DataWorks provides for-each nodes. You can use a for-each node to traverse the output of an assignment node in loops. You can also customize the workflow in a for-each node. This topic provides an example on how to configure and use a for-each node. In this example, the for-each node is used to traverse the output of an assignment node in two loops, and the system displays the current number of loops in the Operation Center for each loop.
Prerequisites
Before you configure a for-each node, you must be familiar with the logic of a for-each node. This prevents errors during the configuration of the node. For information about the logic of a for-each node, see Composition and application logic.Procedure
In most cases, a for-each node is used with an assignment node. This section describes the procedure for using a for-each node.
- Configure dependencies for a for-each node.
A for-each node must depend on an assignment node. For information about how to configure dependencies for a for-each node, see Create and configure a workflow.
- Configure inputs for the for-each node.
In the Input Parameters and Output Parameters section of the Properties tab for the for-each node, add the built-in output parameter named outputs of the assignment node to Input Parameters for the for-each node as an input parameter.

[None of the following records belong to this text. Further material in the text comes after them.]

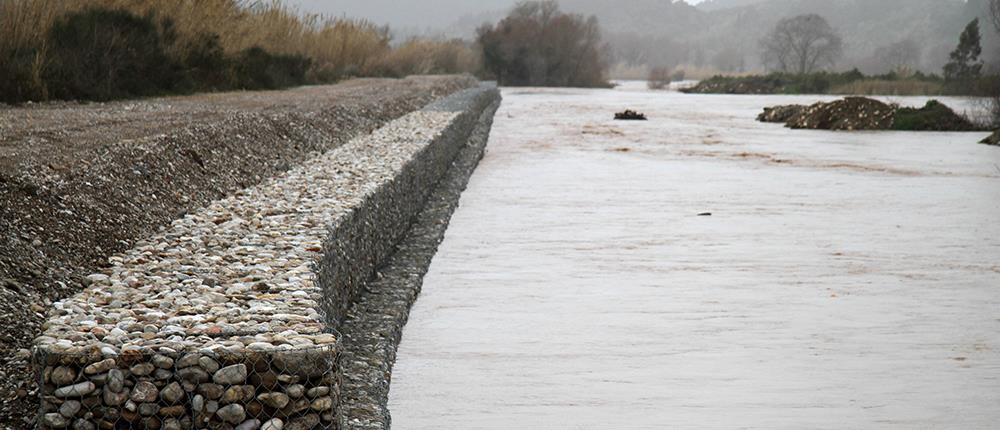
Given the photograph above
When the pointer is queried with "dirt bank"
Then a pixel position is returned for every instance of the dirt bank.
(81, 182)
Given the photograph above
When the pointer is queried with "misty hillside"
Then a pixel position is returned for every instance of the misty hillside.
(723, 34)
(716, 34)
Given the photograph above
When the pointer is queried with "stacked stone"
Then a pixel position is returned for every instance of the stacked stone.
(173, 391)
(219, 321)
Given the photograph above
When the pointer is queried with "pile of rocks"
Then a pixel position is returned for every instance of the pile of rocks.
(174, 391)
(862, 113)
(781, 113)
(851, 113)
(224, 320)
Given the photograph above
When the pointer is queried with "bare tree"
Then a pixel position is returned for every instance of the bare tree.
(901, 57)
(801, 44)
(995, 14)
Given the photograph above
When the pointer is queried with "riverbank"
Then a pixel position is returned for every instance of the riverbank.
(83, 182)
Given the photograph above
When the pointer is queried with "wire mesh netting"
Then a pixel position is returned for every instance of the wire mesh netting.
(293, 389)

For information about how to configure an assignment node, see Configure an assignment node.
- Configure the inner nodes of the for-each node to obtain input parameters of the for-each node.

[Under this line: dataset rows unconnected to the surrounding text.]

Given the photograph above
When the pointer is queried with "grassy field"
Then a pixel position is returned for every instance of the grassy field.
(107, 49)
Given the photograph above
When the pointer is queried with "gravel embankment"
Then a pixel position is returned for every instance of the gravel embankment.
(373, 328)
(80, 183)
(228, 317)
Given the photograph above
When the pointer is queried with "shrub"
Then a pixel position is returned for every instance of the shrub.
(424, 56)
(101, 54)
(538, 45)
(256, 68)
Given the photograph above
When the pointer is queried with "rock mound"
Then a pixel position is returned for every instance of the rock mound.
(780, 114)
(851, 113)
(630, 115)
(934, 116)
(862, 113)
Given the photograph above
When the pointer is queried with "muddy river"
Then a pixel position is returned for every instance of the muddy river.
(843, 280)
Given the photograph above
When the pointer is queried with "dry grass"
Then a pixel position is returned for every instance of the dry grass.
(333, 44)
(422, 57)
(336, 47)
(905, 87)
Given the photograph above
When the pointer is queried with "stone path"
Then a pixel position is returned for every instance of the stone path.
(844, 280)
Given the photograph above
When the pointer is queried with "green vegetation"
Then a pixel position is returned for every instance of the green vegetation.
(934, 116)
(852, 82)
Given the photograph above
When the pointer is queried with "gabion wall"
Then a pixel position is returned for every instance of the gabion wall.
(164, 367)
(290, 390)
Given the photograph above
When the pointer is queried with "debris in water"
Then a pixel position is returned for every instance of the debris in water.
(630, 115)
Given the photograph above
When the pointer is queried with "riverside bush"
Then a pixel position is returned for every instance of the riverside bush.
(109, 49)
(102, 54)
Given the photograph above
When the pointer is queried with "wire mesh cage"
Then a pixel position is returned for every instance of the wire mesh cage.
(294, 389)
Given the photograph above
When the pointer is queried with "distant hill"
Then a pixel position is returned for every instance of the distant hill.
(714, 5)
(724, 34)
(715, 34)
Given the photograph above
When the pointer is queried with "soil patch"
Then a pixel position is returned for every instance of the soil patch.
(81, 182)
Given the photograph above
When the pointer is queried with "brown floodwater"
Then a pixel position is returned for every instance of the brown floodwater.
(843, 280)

You can configure an inner workflow for the for-each node based on your business requirements, configure built-in variables for the inner nodes in the workflow to obtain the desired values for the input parameters, and then run the for-each node. For information about the built-in variables, see Built-in variables. For information about how to configure a for-each node, see Configure a for-each node.
- Test the for-each node. You cannot test for-each nodes in DataStudio.To test a for-each node, go to Operation Center, find the desired inner node, and then click the name of the node to view the details of the node. For more information, see Test the for-each node and view test results.Note If you want to check whether an assignment node passes its output to a for-each node in Operation Center, you can use the data backfill feature and select both the assignment and for-each nodes. You cannot obtain the output of the assignment node if you run only the for-each node.
Create and configure a workflow
To create a workflow that contains an assignment node as the ancestor node and a for-each node as the descendant node, perform the following steps:
- Go to the DataStudio page
- Create a workflow.
- Create a for-each node.
- Create an assignment node.
- Drag a directed line to configure the assignment node as the ancestor node of the for-each node.
Configure an assignment node
- On the configuration tab of the created workflow, double-click the name of the assignment node that you created. The configuration tab of the assignment node appears.
- Select SHELL from the Language drop-down list.
- Enter the following statement in the code editor:
echo 'this is name,ok';
- In the right-side navigation pane, click the Properties tab. In the Parameters section, view the information about the outputs parameter below Output Parameters. The outputs parameter is the default output parameter of the assignment node.
- Click the icon in the top toolbar to save the assignment node.
- Commit the assignment node. Important You must specify Rerun and Parent Nodes on the Properties tab before you commit the assignment node.
- Click the icon in the top toolbar.
- In the Commit Node dialog box, specify Change description.
- Click OK.
If the workspace that you use is in standard mode, you must click Deploy in the upper-right corner to deploy the node after you commit the node. For more information, see Deploy nodes.
Configure a for-each node
- Double-click the for-each node that you created. By default, the start, sql, and end nodes are displayed on the configuration tab of the for-each node.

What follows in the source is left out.